Proc Natl Acad Sci U S A. 2002 Jul 23;99(15):10126-31. doi: 10.1073/pnas.152318699. Epub 2002 Jun 28.
Neuronal degeneration in spinal muscular atrophy is caused by reduced expression of the survival motor neuron (SMN) protein. SMN and the tightly interacting Gemin2 form part of a macromolecular complex (SMN complex) that mediates assembly of spliceosomal small nuclear ribonucleoproteins (U snRNPs). We used mouse genetics to investigate the function of this complex in motoneuron maintenance. Reduced Smn/Gemin2 protein levels lead to disturbed U snRNP assembly as indicated by reduced nuclear accumulation of Sm proteins. This finding correlates with enhanced motoneuron degeneration in Gemin2(+/-)/Smn(+/-) mice. Our data provide in vivo evidence that impaired production of U snRNPs contributes to motoneuron degeneration.

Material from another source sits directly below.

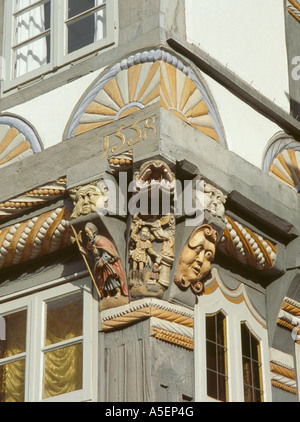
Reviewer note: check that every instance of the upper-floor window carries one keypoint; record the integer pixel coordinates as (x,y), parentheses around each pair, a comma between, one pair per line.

脊髓性肌萎缩症中的神经元变性是由存活运动神经元(SMN)蛋白表达减少所致。SMN与紧密相互作用的Gemin2构成一个大分子复合物(SMN复合物)的一部分,该复合物介导剪接体小核核糖核蛋白(U snRNP)的组装。我们利用小鼠遗传学来研究该复合物在运动神经元维持中的功能。Smn/Gemin2蛋白水平降低导致U snRNP组装紊乱,这表现为Sm蛋白的核内积累减少。这一发现与Gemin2(+/-)/Smn(+/-)小鼠中运动神经元变性增强相关。我们的数据提供了体内证据,表明U snRNP产生受损导致运动神经元变性。